I don’t know if Wahl invented the “three postgame thoughts” idea, but I do think he popularized it. In a world where everyone has access to the box score and play-by-play, it’s hard to argue the traditional game story is as valuable as it once was; the 3 things approach to a gamer makes a lot of sense. Now, it’s everywhere: the Deseret News even does a version.
Yet, the “three thoughts” idea is a footnote in his stellar career. Wahl, who died Friday while covering a World Cup match in Qatar, was a four-time winner of the “Magazine Story of the Year” award given by the U.S. Basketball Writers Association. He wrote “The Chosen One” story on LeBron James that landed him on the cover of Sports Illustrated, introducing him to a nationwide audience in a much bigger way. It seemed like hype at the time — and LeBron has shown just how right Wahl was over and over again.
Even that resume would mean a Hall of Fame career, but it’s soccer in which Wahl’s done most of his best work. From a best-selling book on the time the L.A. Galaxy brought David Beckham to the U.S., to being the leading U.S. soccer reporter for over a decade, Wahl has defined coverage of that sport. He’s covered 12 World Cups and five Olympics.
Most importantly, Wahl was just a fighter for doing what’s right. When new Sports Illustrated management forced paycuts on writers, he stood up for the writers’ union — to the point where he got fired. When FIFA management was corrupt as all get out, he ran for FIFA President himself.
And when traveling to host this World Cup, Wahl covered both the soccer stories on the field and the bigger human stories on the ground. During the group stage, yet another migrant worker was killed at Saudi Arabia’s training ground in Qatar. When asked about the death, Qatar Supreme Committee CEO Nasser Al-Khater actually told the BBC:
“We’re in the middle of a World Cup, and we have a successful World Cup. And this is something that you want to talk about right now? I mean, death is a natural part of life, whether it’s at work, whether it’s in your sleep. Of course, a worker died. Our condolences go to his family.
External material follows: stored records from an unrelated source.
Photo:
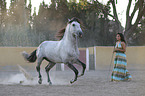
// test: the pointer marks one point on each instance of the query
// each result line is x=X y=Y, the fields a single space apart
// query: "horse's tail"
x=31 y=58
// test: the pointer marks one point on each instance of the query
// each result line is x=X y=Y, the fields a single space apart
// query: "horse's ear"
x=69 y=20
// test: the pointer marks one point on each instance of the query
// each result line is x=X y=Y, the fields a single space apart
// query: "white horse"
x=64 y=51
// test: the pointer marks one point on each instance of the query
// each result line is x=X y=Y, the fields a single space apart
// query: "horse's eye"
x=73 y=24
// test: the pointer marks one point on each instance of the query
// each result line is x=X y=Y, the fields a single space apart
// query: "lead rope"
x=110 y=65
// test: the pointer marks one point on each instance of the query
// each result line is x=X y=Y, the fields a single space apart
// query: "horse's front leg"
x=83 y=65
x=75 y=71
x=47 y=68
x=38 y=70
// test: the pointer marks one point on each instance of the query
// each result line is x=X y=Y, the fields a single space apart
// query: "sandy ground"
x=93 y=83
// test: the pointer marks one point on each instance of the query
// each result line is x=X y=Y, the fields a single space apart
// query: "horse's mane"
x=59 y=35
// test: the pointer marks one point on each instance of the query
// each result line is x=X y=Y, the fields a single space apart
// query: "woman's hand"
x=115 y=49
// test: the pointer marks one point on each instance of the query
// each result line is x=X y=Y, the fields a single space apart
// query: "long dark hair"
x=122 y=37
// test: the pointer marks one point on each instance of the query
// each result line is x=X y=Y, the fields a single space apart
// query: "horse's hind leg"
x=47 y=68
x=75 y=71
x=38 y=70
x=83 y=65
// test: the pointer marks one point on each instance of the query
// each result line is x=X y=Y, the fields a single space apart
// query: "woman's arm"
x=123 y=48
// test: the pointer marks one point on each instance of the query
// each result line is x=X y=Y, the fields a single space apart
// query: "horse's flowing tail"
x=31 y=58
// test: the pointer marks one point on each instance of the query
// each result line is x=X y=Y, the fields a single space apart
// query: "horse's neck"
x=69 y=40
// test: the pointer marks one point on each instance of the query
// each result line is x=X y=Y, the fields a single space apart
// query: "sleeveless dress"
x=120 y=73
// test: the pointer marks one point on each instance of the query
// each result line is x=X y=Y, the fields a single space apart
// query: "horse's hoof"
x=72 y=81
x=80 y=75
x=50 y=83
x=40 y=81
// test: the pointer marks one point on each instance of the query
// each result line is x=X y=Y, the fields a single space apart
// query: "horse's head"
x=74 y=27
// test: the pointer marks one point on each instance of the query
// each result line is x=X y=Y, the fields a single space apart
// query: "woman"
x=120 y=73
However, it’s strange that this is something that you wanted to focus on as your first question.”
That’s as evil and callous as it gets! And Wahl called Qatar out on it in his article yesterday.
Today, at age 48, Wahl died. He died suddenly, unexpectedly, while covering the Netherlands/Argentina match.
It may be a coincidence. People do die without warning sometimes. He was feeling ill in the days before his death. On the other hand, his family believes that he was killed. It will be important to watch this story moving forward, to learn what really happened, to find the truth and report it.
After all, that’s what Grant Wahl did. He will be extraordinarily missed.